THE concept of the learning curve is a staple of game design, but few titles execute it as well as Dark Souls 2. The latest entry in a series renowned for its stern challenges and epic battles refines the formula, pruning back the exploration elements to focus on the battles that have earned it a fervent if masochistic fanbase.
Review: Dark Souls 2 - Xbox 360 (reviewed) / Playstation 3
Score: 8.9 / 10
If there were any doubts about the certainty of death, Dark Souls 2 provides countless bloody reminders. The foes, in particular the bosses, mete out punishment relentlessly, meaning you will soon become all too well acquainted with the screen announcing your demise. It will happen often, a fact played out by the worldwide death counter highlighting how players the world over have endured a similar fate millions of times over.
As with its predecessor, however, Dark Souls 2 does not make preposterous demands of players’ abilities. Progress may seem impossible at times, but put in the hours and you come to realise the game’s true test is of your ability to hold your nerve and remain patient even when all appears futile. The key is to concentrate and channel frustration is a positive, instructive way. You will die, yes, but seldom will you feel cheated.
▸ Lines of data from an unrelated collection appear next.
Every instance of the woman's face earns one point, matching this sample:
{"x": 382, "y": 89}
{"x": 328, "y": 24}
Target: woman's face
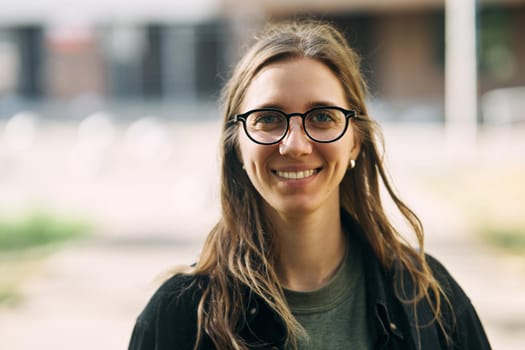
{"x": 297, "y": 175}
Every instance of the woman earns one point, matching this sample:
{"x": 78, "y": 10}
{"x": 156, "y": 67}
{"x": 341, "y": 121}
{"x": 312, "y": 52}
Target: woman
{"x": 304, "y": 256}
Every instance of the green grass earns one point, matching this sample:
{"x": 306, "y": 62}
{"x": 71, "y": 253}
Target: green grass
{"x": 39, "y": 228}
{"x": 25, "y": 243}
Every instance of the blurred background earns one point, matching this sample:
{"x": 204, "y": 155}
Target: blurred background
{"x": 109, "y": 126}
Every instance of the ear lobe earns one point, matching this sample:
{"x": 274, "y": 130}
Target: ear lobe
{"x": 354, "y": 153}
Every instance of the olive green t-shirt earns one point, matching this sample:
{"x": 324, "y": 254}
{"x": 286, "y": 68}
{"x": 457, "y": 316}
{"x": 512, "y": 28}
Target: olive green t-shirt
{"x": 334, "y": 316}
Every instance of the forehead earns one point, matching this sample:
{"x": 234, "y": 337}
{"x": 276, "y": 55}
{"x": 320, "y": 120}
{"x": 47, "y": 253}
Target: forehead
{"x": 294, "y": 85}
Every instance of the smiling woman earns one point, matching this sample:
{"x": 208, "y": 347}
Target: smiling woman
{"x": 304, "y": 256}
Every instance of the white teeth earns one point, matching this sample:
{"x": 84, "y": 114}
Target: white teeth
{"x": 295, "y": 175}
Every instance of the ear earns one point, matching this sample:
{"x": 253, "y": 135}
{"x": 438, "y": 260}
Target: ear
{"x": 356, "y": 148}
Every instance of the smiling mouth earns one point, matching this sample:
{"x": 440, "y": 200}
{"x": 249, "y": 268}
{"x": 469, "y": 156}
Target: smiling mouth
{"x": 296, "y": 175}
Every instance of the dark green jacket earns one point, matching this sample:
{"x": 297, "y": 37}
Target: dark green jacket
{"x": 169, "y": 320}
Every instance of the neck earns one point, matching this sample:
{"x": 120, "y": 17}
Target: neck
{"x": 310, "y": 249}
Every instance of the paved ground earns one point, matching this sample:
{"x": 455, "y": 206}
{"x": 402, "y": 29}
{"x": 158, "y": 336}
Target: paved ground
{"x": 87, "y": 296}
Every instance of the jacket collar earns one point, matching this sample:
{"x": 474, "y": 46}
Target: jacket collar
{"x": 384, "y": 319}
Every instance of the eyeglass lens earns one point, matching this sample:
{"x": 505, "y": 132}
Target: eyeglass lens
{"x": 267, "y": 126}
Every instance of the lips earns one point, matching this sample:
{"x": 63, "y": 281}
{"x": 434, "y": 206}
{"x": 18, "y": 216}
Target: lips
{"x": 296, "y": 175}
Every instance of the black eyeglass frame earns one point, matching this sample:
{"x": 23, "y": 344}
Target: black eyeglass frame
{"x": 349, "y": 113}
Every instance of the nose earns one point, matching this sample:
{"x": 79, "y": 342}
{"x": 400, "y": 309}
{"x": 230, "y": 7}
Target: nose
{"x": 296, "y": 143}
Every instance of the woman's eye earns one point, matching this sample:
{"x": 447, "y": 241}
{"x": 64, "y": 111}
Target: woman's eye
{"x": 267, "y": 119}
{"x": 322, "y": 117}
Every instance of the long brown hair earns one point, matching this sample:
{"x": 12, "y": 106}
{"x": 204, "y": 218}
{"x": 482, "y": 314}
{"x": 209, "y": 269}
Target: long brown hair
{"x": 239, "y": 252}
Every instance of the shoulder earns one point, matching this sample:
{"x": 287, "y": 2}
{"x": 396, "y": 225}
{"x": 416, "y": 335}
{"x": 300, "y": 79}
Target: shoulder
{"x": 466, "y": 328}
{"x": 170, "y": 316}
{"x": 178, "y": 292}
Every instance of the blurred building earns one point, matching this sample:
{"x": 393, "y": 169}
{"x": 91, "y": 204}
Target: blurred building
{"x": 180, "y": 52}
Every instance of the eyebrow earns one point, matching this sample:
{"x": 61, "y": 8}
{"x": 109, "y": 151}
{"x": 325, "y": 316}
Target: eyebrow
{"x": 309, "y": 105}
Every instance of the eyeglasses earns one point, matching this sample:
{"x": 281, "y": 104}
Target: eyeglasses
{"x": 268, "y": 126}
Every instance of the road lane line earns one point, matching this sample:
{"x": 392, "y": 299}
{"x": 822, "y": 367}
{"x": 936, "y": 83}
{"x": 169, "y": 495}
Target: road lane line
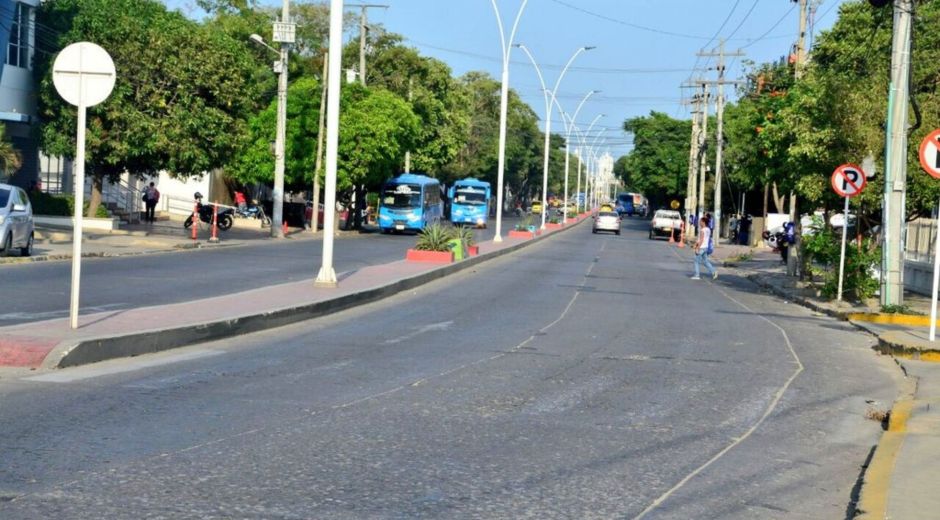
{"x": 770, "y": 409}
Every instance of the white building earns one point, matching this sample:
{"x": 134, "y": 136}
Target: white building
{"x": 17, "y": 90}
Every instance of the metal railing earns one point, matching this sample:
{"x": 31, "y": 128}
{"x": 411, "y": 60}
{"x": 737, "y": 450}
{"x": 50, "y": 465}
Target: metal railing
{"x": 921, "y": 239}
{"x": 126, "y": 200}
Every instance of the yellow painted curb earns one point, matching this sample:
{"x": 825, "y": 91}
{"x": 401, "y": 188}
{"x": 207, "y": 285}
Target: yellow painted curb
{"x": 892, "y": 319}
{"x": 873, "y": 502}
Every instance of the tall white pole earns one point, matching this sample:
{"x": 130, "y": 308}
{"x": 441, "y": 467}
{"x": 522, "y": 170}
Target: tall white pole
{"x": 936, "y": 280}
{"x": 327, "y": 276}
{"x": 845, "y": 228}
{"x": 79, "y": 206}
{"x": 277, "y": 217}
{"x": 503, "y": 109}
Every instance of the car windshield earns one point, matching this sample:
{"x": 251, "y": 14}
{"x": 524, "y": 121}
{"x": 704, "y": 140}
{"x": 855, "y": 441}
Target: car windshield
{"x": 401, "y": 196}
{"x": 470, "y": 196}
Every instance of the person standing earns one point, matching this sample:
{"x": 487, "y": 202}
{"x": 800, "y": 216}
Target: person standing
{"x": 703, "y": 248}
{"x": 151, "y": 198}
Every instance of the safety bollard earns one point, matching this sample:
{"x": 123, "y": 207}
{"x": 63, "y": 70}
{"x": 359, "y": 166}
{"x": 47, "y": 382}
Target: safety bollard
{"x": 195, "y": 218}
{"x": 215, "y": 225}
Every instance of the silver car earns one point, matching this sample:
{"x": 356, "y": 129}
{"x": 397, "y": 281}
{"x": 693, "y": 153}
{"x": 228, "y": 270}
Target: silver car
{"x": 607, "y": 221}
{"x": 16, "y": 221}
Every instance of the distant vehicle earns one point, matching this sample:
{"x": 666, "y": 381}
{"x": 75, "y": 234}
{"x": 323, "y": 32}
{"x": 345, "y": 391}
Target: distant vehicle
{"x": 470, "y": 202}
{"x": 16, "y": 221}
{"x": 536, "y": 207}
{"x": 607, "y": 221}
{"x": 665, "y": 221}
{"x": 410, "y": 202}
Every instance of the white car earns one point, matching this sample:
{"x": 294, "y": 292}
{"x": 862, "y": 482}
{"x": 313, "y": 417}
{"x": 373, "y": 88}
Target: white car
{"x": 607, "y": 221}
{"x": 16, "y": 221}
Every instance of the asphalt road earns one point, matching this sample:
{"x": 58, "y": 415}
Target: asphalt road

There are several small but telling tweaks to the Souls formula that have put in place by developers, From Software. Drangliec is now a sprawling, shadowy expanse that feels larger than before, even if it does not allow for the kind of open world experience its size hints at. This is in large part down to a new fast travel system, allowing you to flit between bonfires quickly.
The addition diminishes the sense of exploration that many hold dear, yet the pay off is worth it. Instead of traipsing around aimlessly, in fear of perishing, the titles allows those unable to commit to a 100 hour plus playthrough to focus on the classic Souls experience of taking on challenge after challenge, all the while dying and learning. It is a twist that keeps the game lean and mean.